20 agencies prepare for the worst at Green Airport
On Saturday morning, police, fire and rescue vehicles were on the northeastern side of the airfield at T.F. Green Airport, responding to a plane crash on the runway.
But it was all in the name of practice and safety. The live exercise was put together by the Rhode Island Airport Corporation (RIAC), Rhode Island Emergency Management and emergency response partners to test the communication procedure between all the required parties in the event of an actual plane crash or similar disaster.
The drill involved almost 20 agencies, including the FAA, FBI, Rhode Island State Police, the Rhode Island Department of Health, the Hospital Association of Rhode Island, RIAC Aircraft Rescue and Firefighting (ARFF), Warwick Police and Fire, mutual aid partners, and staff from T.F. Green operations. There were also almost 250 volunteers to serve as victims of the plane crash, complete with made-up wounds that looked like they were out of a Hollywood movie. Volunteers were from the various agencies participating in the drill.
“This required exercise tests our responsiveness in the event of an incident or accident. There is a great deal of required communication and cooperation between first responders, city and state agencies, and RIAC,” said Kelly Fredericks, RIAC president and CEO, in a press release announcing the drill.
On Saturday morning, Alan Andrade, vice president of operations and maintenance at T.F. Green, said that live disaster preparedness exercises are performed every three years, usually testing a different aspect of the emergency response plan. This year, he said they were specifically looking at the communications between various agencies as well as the communication with area hospitals when transporting victims.
“That is part of what we are testing with the hospitals,” said Andrade. “Who can accommodate what level of triage.”
The day began around 8 a.m. when volunteers arrived and were given their roles and “wounds.” The actual exercise began just after 9 a.m. with the 911 call. The scene was contained, with most victims tended to or transported to the “hospital” by 10:30 a.m.
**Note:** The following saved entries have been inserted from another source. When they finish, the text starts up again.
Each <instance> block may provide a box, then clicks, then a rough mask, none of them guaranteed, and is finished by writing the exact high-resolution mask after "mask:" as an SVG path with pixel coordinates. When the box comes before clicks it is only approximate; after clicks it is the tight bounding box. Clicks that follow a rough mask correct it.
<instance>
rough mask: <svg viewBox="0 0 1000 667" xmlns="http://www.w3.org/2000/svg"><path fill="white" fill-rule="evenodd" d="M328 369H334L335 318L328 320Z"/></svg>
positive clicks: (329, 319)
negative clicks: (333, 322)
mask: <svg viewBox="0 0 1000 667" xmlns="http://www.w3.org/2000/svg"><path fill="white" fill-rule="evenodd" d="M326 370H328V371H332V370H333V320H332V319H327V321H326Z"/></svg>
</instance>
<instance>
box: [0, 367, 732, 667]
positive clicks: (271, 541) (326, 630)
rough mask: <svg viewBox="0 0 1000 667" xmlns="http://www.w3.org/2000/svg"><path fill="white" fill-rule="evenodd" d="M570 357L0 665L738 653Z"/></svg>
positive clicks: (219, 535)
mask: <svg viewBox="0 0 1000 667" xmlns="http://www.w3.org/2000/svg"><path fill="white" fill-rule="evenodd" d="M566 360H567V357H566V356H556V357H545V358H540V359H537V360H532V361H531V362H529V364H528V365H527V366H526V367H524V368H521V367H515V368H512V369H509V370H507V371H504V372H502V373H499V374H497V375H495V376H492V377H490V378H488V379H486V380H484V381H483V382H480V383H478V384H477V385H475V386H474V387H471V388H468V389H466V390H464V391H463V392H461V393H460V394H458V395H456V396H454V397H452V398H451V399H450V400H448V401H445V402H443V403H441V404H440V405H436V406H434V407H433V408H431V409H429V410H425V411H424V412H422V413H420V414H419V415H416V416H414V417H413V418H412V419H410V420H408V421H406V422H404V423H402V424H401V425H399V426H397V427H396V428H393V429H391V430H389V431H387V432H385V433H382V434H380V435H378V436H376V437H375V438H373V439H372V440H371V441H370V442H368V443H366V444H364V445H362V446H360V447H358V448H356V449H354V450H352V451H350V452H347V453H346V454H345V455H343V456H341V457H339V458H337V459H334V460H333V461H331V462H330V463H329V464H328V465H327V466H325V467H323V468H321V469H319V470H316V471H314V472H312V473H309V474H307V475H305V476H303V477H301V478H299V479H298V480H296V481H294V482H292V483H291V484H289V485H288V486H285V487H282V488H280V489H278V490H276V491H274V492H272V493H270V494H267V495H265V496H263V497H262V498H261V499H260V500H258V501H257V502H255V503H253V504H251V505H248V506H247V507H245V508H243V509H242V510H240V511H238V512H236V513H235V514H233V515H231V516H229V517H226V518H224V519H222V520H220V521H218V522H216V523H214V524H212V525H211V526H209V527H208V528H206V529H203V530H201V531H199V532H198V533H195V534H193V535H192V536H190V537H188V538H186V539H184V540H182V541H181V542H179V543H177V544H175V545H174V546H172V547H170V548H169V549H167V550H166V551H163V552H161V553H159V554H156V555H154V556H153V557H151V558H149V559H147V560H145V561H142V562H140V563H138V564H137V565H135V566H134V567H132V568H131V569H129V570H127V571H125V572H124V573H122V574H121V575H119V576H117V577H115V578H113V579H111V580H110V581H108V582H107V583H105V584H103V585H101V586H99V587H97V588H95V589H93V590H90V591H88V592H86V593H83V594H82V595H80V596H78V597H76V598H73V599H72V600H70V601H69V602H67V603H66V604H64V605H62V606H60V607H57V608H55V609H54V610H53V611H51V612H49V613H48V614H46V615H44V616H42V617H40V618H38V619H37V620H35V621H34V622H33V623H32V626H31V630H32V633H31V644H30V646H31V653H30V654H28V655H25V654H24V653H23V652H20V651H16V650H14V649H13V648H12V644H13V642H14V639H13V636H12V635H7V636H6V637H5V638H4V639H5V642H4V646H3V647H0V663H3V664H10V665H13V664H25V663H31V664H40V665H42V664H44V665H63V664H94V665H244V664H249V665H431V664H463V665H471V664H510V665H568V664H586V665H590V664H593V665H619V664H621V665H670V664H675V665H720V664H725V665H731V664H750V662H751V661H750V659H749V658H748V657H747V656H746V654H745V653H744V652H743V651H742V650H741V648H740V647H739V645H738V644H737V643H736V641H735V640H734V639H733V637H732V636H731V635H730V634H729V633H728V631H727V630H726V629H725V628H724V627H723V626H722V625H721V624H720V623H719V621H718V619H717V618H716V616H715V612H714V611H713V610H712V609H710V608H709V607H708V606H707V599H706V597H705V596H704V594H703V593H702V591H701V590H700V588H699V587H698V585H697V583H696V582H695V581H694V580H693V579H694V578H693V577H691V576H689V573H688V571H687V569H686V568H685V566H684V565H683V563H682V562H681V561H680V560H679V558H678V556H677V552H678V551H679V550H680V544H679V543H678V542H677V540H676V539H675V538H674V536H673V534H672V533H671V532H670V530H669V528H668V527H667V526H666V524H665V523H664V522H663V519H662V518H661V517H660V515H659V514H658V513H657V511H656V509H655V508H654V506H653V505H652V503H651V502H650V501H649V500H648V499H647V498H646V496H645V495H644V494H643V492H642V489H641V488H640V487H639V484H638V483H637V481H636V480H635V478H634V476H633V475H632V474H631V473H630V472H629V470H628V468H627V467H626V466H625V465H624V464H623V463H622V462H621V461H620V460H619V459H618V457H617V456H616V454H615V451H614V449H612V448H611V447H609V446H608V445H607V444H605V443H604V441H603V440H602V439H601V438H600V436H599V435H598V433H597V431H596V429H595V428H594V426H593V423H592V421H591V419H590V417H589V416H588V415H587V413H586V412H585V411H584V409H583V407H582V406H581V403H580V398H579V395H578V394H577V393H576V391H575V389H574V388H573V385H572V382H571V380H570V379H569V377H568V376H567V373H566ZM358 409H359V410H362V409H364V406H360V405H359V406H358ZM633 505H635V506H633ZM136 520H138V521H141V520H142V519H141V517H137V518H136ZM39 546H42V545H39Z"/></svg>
The entire drill was finished by noon.
All of the volunteers were given roles to play as victims, ranging from being able to walk away from the “crash” with little injury to facing a life-threatening situation. One volunteer was even left on the “plane” (two coach buses were used to simulate the crashed plane) portraying a women who was about to go into labor.
“They like to assign different roles so you aren’t prepared for everything,” said Rebecca Pazienza, a spokesperson for RIAC.
“Victims” were also tagged by Warwick firefighters responding to the incident based on the severity of their injuries using the patient tracking system that was implemented by the state. Andrade explained that all rescues in the state are equipped with a laptop and will input all of the information associated with a patient into the computer using a corresponding barcode on each victim’s wristband, creating “patient accountability.”
“Once an incident occurs, all hospitals are notified,” said Andrade, adding that with the patient tracking system, hospitals are also notified as to what patient is suffering from what injuries. “They will know what they have coming.”
While the first responders on the scene were ARFF and Warwick Police and Fire, mutual aid partners from Cranston, Providence, East Greenwich, East Providence, West Warwick, North Providence, North Kingston and Central Coventry were also at the staging area. The various responders were told to wait a certain amount of time to mirror how long it would take to get to the site of the crash from their department locations, ranging from two minutes to 22 minutes.
ARFF was on the scene within minutes of the simulated call, and Warwick Police and Fire were on the scene in just about 15 minutes.
“Realistically, they would probably go a lot faster,” said Andrade, pointing out that the wait times might have been longer than necessary.
Pazienza said she believed the drill was a success.
“Overall, I think it went well,” she said yesterday afternoon. “We always try to push ourselves to learn what we can do better.”
While a live exercise such as this takes a year of planning and only occurs once every three years, it is important to note that all agencies involved in an emergency response plan at T.F. Green do complete a table-top exercise, or review of the plan, every year.